Peru: Government signs Cajamarca water contract
Cajamarca water contract signed; sexual blackmail incidence increased; international criticism of president Humala
Water contract signed in Cajamarca
More than 65 regional mayors from the Cajamarca region gathered this week to meet the Peruvian president Ollanta Humala in regards of the promised clean water supply.
The threat of limited water supply, an issue provoked by the proposal of the Conga gold mine, has been debated for some months now however, it was not until last week that the government made an official promise to tackle the problem.
In addition to last week’s proposal of the Yanacocha utilities company as the named body to deal with the regional water supply once the Conga mine was commenced, this week saw contracts signed.
Thirty separate agreements were signed by the government on June 29, including ones that outlined the execution of water works, public sanitation and improved pedestrian transport links.
The minister of construction and sanitation, René Cornejo, confirmed that 67 million new soles (£16,029,788) are to be invested in this work. These recent agreements are only part of the government’s investment plan in the Cajamarca region.
Despite recent unrest in the region as a result of fears over the construction of the Conga mine and its potential negative impact on the environment and local community, mayor of the region, Ramiro Bardales, thanked the central government for its concern.
The mayor of Celendín, Mauro Arteaga García, has also declared his appreciation and faith in the new upcoming era of ‘responsible’ mining. Arteaga hopes that the combination of government and mining company investment will revive the area and reduce the currently high poverty rates.
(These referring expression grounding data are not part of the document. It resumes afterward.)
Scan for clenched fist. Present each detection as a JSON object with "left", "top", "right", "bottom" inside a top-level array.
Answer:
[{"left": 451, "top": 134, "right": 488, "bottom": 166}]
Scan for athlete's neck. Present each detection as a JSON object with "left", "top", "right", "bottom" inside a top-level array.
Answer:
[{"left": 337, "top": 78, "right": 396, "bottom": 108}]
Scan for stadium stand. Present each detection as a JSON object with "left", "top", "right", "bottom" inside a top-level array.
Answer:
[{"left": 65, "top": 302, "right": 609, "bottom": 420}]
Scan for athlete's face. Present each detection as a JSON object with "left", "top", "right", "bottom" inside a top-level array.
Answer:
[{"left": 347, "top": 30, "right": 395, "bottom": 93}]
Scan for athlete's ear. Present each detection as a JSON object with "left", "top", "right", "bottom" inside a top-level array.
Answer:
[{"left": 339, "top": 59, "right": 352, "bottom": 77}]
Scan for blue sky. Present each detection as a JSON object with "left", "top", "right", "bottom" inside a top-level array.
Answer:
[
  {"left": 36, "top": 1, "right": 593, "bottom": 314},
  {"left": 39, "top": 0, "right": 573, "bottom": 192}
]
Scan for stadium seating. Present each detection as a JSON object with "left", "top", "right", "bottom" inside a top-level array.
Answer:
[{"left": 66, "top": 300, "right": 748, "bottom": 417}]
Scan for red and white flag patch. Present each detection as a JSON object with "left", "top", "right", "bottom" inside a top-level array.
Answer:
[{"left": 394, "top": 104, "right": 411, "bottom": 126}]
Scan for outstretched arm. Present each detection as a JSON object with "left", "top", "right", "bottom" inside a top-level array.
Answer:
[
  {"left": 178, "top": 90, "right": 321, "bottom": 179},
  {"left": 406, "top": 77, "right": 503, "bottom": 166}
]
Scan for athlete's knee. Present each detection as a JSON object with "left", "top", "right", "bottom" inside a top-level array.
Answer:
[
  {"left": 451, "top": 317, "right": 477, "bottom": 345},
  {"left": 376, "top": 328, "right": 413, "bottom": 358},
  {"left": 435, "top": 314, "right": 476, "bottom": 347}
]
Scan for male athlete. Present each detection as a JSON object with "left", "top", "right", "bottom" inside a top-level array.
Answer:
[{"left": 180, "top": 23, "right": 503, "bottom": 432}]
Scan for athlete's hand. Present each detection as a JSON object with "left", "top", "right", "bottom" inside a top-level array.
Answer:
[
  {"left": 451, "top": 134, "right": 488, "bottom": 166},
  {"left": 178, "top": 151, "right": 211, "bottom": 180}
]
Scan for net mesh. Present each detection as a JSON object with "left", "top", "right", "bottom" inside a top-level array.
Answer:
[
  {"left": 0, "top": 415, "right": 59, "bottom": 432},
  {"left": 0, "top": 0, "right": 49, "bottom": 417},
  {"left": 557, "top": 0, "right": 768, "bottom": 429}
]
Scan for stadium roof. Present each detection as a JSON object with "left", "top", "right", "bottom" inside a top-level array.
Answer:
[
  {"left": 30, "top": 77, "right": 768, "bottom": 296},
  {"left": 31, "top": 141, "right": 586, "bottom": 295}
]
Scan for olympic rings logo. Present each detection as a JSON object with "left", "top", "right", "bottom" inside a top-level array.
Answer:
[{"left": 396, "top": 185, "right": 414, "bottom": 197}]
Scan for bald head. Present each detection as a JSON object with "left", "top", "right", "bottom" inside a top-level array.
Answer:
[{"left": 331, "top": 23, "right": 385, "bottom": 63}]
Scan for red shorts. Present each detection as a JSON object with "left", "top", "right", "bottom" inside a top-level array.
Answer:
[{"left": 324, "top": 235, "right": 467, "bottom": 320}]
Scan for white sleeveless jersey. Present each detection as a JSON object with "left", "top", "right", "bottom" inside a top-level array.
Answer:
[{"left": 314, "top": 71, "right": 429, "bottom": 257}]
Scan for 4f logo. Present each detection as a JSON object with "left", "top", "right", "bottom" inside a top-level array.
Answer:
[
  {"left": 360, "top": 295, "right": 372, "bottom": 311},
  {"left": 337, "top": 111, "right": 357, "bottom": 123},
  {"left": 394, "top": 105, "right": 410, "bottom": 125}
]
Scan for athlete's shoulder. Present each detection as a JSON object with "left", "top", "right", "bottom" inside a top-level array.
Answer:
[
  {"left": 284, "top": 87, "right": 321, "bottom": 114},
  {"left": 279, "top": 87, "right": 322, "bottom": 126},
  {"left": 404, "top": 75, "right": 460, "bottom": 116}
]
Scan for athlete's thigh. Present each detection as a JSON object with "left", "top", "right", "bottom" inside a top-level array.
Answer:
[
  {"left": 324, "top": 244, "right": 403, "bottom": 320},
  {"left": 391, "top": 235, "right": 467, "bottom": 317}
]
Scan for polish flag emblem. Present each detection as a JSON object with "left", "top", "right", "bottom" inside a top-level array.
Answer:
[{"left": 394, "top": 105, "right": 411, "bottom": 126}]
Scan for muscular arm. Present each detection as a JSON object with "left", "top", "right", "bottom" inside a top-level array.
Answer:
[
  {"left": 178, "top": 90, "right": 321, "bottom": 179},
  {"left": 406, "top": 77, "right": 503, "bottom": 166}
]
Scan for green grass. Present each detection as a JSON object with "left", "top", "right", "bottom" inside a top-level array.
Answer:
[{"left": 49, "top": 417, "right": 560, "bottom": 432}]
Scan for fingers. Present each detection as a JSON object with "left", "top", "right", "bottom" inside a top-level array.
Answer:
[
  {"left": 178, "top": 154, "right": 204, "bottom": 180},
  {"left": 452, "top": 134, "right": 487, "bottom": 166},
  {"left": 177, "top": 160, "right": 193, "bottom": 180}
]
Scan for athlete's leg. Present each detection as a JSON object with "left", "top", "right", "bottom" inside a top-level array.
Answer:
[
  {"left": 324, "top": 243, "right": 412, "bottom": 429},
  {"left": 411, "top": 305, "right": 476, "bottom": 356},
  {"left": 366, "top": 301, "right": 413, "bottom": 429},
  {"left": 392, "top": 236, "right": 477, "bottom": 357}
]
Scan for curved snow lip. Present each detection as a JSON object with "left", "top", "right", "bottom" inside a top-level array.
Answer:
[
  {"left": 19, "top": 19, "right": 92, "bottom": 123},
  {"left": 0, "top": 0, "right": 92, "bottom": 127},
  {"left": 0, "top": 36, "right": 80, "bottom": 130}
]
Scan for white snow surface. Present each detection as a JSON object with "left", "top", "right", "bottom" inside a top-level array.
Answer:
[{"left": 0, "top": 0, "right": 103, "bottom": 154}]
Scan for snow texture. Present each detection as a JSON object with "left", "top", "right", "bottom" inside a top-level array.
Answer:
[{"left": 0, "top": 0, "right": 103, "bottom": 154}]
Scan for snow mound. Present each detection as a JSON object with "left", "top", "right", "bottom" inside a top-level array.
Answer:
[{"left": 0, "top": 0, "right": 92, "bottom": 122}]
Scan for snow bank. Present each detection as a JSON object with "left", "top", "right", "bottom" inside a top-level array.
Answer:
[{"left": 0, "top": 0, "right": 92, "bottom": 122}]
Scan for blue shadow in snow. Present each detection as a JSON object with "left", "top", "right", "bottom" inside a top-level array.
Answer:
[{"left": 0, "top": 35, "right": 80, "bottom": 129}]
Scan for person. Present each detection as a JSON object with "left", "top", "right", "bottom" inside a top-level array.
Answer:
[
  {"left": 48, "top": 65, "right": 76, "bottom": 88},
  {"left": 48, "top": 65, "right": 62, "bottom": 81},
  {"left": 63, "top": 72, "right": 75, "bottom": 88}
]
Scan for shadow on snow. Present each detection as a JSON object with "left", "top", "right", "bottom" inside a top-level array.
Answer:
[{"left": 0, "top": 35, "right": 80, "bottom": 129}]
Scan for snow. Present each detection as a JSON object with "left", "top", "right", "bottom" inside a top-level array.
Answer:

Many residents are however unhappy with the fact that the Conga mine has received the green light. Yet due to what the government has termed ‘an open dialogue’, the state of emergency has been lifted.
Sexual blackmail and technological kidnap
Experts from Divinsec, the División de Secuestros y Extorsiones (Department of Extortion and Kidnap) released an alarming report this week, which has stirred the country, provoking much commentary and concern.
Divinsec revealed that the number of cases of sexual abuse, blackmail and kidnap has increased significantly since more Peruvians have mobile phones with internet access. It is alleged that due to advances in technology, it is easier for people to be scammed not only of money but also of their dignity.
The report revealed two common means of abuse as a result of modern phone technology. The first is of a more sexual nature, where intimate footage of couples is exposed (or at least threatened to be) to a significant third party. In order to prevent this from occurring, the victim is often obliged to either pay money into the blackmailer’s account or carry out sexual favours. A shocking 365 cases have been reported this year alone.
The ‘República’ newspaper published a selection of testimonies elaborating on such cases. It revealed that many women were compelled to pay for hotels where they were pressurised to sleep with ex-partners or men who had hacked into their phones.
The second means of abuse is more financial. It involves phone and internet accounts being hacked into in order to convince family members that one of the family have been taken hostage. By obtaining details of the family, it is possible for hackers to phone their victim and persuade them to pay out large sums of money in order to release their loved ones, who often are perfectly safe.
This is made possible by targeting families who have members working in distant cities or overseas. One reported case revealed that the hacker went as far as to throw burning parcels into a privileged household in Lima when payments were not forthcoming.
Víctor Gonzales Silva of Divinsec and police officials have recommended that people should report any unusual phone calls immediately and not take any action until the authorities have been informed. If it is possible to acquire the phone number of the blackmailer, this too should be given to the police so as to track it.
This abuse of technology to acquire personal information has become a prolific problem in Peru over the last year, especially in Lima and Callao, where most of the population have mobile phones. It has also been recommended that people step up the security measures on their internet and social networking accounts so as to avoid such problems.
The Economist criticises president Humala
‘The Economist’ has pronounced that Peruvian president Ollanta Humala, despite being the champion of last year’s general election is now having to deal with the consequences of his actions- ‘a frustrating prospect’.
The journal proclaimed that the main problems faced by the president related to the extractive industries. It emphasised the Conga mining project and Espinar in particular. The damaging strikes, protests and eight related deaths were all described and analysed in terms of the president’s campaign promises of social justice.
The report showed that only twenty of Humala’s proposed projects would consume 85 per cent of the nation’s available budget. Eleven out of these twenty projects have caused social conflict. The article raised concerns as to where the country is heading.
In no flattering terms the article concluded that: ‘it appears that the president has little idea of how to avoid social conflict or how to resolve them once they occur’. This article appears at a time when the president’s popularity ratings have dropped radically in accordance to Ipsos Mori reports.